The system manages API keys through several states:

- **AVAILABLE**: Key is ready to use
- **COOLDOWN**: Key is in cooldown period after recent use
- **TEMPORARILY_EXHAUSTED**: Key hit rate limits, temporary wait
- **FULLY_EXHAUSTED**: Key exceeded retry limits, long wait period
- **FAILED_INIT**: Key failed initialization, won't be used

### Monitoring Key Status

```python
# Get current status of all keys
status_summary = key_manager.get_keys_status_summary()
for key_id, status_info in status_summary.items():
    print(f"Key {key_id}: {status_info['status']} "
          f"(exhausted: {status_info['exhausted_count']})")

# For streaming processor, also check worker status
if hasattr(processor, 'get_worker_status'):  # Streaming processor
    worker_status = processor.get_worker_status()
    print(f"Workers running: {worker_status['workers_running']}")
    print(f"Queue size: {worker_status['queue_size']}")
```

## Error Handling

The system handles various types of errors:

1. **Resource Exhaustion**: Automatic key rotation and retry
2. **API Errors**: Exponential backoff and retry
3. **Network Issues**: Graceful degradation
4. **Invalid Inputs**: Clear error messages

### Result Processing

```python
# Batch processing
for metadata, response, error in results:
    task_id = metadata.get('task_id', 'unknown')
    
    if error:
        if "exhausted" in error.lower():
            print(f"Task {task_id}: All keys exhausted, try again later")
        elif "persistent" in error.lower():
            print(f"Task {task_id}: Persistent API error")
        else:
            print(f"Task {task_id}: {error}")
    else:
        print(f"Task {task_id}: Success - {len(response)} characters")

# Streaming processing
try:
    metadata, response, error = stream_processor.process_single(prompt_data, timeout=60)
    if error:
        print(f"Error: {error}")
    else:
        print(f"Success: {response}")
except TimeoutError:
    print("Request timed out")
except RuntimeError as e:
    print(f"Runtime error: {e}")
```

## Logging Configuration

The library uses Python's logging module.
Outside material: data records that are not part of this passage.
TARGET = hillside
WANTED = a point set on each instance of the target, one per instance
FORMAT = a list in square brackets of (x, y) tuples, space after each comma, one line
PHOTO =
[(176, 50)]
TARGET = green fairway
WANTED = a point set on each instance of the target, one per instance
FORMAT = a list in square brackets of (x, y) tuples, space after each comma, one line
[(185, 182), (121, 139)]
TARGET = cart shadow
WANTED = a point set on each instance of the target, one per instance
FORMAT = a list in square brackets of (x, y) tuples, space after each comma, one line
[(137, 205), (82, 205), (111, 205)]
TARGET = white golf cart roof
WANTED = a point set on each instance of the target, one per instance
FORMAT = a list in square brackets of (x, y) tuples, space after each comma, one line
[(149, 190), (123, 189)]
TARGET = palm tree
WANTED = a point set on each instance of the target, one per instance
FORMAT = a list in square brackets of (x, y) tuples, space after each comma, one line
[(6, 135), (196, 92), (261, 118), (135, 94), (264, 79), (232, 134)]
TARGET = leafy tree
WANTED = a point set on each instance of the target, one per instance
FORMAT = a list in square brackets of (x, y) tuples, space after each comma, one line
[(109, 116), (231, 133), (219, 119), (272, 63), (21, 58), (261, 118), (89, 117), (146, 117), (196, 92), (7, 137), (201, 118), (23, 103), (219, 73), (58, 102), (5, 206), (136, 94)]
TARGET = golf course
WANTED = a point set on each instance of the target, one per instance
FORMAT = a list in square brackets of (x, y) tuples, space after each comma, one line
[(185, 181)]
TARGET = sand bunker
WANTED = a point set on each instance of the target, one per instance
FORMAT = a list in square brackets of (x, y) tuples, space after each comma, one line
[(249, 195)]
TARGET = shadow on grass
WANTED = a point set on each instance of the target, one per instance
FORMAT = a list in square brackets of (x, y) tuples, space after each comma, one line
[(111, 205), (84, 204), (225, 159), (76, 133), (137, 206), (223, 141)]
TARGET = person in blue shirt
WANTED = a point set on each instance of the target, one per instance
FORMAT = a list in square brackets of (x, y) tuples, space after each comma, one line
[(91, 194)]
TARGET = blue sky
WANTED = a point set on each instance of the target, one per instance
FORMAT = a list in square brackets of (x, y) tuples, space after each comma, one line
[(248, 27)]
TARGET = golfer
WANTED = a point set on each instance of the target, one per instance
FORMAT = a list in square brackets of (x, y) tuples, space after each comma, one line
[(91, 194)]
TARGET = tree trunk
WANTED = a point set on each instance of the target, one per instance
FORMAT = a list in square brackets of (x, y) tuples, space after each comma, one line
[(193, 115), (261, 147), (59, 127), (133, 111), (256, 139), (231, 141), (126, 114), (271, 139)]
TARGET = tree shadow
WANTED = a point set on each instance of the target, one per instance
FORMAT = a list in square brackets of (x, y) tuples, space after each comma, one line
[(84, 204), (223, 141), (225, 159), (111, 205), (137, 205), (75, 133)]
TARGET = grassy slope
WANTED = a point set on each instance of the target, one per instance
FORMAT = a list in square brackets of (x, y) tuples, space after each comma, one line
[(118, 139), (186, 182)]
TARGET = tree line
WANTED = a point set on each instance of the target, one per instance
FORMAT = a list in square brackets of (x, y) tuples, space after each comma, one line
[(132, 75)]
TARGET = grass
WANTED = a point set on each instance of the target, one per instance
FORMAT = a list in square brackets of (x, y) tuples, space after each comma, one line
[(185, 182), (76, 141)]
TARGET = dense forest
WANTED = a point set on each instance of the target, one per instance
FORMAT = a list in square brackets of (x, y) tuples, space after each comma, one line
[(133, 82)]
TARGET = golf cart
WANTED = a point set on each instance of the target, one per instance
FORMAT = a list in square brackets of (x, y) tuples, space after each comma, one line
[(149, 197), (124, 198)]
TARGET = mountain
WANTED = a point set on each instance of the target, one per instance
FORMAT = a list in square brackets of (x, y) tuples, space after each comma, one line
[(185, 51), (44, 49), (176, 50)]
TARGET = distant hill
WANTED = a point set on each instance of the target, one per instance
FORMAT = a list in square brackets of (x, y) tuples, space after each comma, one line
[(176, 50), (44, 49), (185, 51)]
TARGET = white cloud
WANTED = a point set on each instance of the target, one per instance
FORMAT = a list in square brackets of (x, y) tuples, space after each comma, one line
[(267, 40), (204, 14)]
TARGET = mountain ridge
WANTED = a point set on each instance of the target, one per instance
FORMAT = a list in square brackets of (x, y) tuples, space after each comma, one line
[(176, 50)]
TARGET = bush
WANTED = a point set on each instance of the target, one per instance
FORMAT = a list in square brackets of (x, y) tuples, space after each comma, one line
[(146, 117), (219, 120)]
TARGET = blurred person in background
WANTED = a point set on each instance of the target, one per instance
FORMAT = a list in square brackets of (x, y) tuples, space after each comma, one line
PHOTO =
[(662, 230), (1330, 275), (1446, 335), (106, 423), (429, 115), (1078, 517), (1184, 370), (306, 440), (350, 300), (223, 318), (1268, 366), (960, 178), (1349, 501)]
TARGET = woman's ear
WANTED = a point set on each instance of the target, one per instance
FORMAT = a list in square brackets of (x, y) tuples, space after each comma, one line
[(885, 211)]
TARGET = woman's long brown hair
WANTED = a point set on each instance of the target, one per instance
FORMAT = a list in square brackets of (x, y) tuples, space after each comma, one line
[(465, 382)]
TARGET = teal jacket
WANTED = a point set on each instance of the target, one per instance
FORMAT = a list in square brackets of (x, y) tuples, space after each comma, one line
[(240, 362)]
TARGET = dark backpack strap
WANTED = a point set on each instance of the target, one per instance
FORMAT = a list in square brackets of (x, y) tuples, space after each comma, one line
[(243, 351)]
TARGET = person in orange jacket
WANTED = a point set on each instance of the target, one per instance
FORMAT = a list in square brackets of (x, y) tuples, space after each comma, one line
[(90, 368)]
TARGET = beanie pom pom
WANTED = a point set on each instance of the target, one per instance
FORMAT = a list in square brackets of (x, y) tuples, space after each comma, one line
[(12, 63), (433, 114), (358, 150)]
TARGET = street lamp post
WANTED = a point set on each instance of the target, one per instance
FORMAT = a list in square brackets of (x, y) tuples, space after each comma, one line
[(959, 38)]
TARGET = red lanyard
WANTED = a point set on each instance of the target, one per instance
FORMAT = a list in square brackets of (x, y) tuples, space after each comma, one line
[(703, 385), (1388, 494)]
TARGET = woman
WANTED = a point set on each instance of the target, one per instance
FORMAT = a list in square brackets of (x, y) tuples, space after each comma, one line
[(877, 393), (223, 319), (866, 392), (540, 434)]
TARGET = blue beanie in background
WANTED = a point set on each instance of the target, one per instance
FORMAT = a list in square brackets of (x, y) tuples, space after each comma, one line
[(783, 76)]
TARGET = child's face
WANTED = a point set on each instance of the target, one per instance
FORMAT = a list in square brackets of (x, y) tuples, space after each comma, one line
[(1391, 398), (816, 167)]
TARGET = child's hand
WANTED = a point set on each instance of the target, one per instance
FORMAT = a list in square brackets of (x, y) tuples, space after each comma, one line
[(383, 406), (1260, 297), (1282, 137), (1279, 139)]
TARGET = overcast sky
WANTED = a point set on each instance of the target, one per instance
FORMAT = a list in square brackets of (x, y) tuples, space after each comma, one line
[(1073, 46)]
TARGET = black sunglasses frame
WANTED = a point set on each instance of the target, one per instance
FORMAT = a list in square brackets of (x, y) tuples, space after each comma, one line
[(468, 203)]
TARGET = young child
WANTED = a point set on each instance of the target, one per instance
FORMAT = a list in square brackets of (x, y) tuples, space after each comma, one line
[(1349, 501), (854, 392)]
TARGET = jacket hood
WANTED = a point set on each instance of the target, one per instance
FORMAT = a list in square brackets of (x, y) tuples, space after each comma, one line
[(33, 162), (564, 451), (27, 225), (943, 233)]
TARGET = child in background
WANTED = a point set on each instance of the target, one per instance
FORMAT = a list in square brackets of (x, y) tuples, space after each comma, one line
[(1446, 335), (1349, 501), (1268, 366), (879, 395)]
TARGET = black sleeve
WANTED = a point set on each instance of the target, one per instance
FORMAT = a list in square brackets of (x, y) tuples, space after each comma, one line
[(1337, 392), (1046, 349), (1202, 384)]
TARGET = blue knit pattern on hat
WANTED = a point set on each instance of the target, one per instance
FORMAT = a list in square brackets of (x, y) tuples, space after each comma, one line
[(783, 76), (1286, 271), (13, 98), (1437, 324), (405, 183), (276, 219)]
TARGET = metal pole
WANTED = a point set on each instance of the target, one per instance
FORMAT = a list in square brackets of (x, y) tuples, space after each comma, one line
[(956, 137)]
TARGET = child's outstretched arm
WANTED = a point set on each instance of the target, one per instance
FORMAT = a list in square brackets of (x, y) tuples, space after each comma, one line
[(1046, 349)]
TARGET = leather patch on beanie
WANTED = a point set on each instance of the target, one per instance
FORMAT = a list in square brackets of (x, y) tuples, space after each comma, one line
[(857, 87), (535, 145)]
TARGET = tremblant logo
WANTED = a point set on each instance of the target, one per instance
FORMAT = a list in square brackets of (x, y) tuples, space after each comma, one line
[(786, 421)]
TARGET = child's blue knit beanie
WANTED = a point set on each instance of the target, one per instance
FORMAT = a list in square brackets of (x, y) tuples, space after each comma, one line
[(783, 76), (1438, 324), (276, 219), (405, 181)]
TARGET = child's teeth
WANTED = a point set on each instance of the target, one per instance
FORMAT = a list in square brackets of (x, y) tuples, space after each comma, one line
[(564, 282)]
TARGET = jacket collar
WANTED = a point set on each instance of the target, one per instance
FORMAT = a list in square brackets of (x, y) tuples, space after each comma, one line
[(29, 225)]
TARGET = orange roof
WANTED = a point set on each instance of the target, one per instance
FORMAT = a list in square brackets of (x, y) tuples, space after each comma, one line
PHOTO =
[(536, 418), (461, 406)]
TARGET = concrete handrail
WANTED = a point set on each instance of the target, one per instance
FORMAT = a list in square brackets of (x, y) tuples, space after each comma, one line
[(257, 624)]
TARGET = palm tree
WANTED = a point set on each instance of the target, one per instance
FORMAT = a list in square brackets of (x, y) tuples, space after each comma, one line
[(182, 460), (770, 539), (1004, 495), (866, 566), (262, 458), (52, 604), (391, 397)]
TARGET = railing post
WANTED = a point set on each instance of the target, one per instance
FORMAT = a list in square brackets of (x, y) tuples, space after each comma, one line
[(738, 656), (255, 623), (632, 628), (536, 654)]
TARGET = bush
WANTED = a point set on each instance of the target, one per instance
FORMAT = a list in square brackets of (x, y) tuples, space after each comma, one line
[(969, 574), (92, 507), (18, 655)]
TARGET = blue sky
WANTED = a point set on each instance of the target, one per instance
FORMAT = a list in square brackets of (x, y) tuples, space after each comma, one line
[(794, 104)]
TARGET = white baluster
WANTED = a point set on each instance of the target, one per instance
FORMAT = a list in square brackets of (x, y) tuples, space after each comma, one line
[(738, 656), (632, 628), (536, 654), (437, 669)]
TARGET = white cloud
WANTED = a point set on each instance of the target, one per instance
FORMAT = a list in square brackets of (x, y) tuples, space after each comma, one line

Customize as needed:

```python
import logging

# Set log level
logging.getLogger().setLevel(logging.DEBUG)

# Custom format
logging.basicConfig(
    level=logging.INFO,
    format="%(asctime)s - %(levelname)s - [%(threadName)s] - %(message)s",
    handlers=[
        logging.FileHandler("gemini_parallel.log"),
        logging.StreamHandler()
    ]
)
```

## Common Issues

1. **"No valid API keys found"**
   - Check if `.env` file exists in your project root
   - Verify API key variable names in `.env` file
   - Ensure `.env` file is in the same directory as your script
   - Check if API keys are valid and active

2. **"All keys exhausted"**
   - Wait for cooldown periods to expire
   - Add more API keys to your `.env` file
   - Reduce request rate

3. **"Workers not running" (Streaming only)**
   - Call `stream_processor.start()` before processing requests
   - Check if `stop()` was called accidentally

4. **"Request timeout" (Streaming only)**
   - Increase timeout parameter in `process_single()`
   - Check if workers are stuck due to key exhaustion

5. **"Failed to initialize client"**
   - Check API key validity in `.env` file
   - Verify network connectivity
   - Check Google AI service status

### Debug Mode

Enable debug logging for detailed information:

```python
import logging
logging.getLogger().setLevel(logging.DEBUG)
```

## License

This project is provided as-is for educational and development purposes. Please comply with Google's Gemini API terms of service when using this library.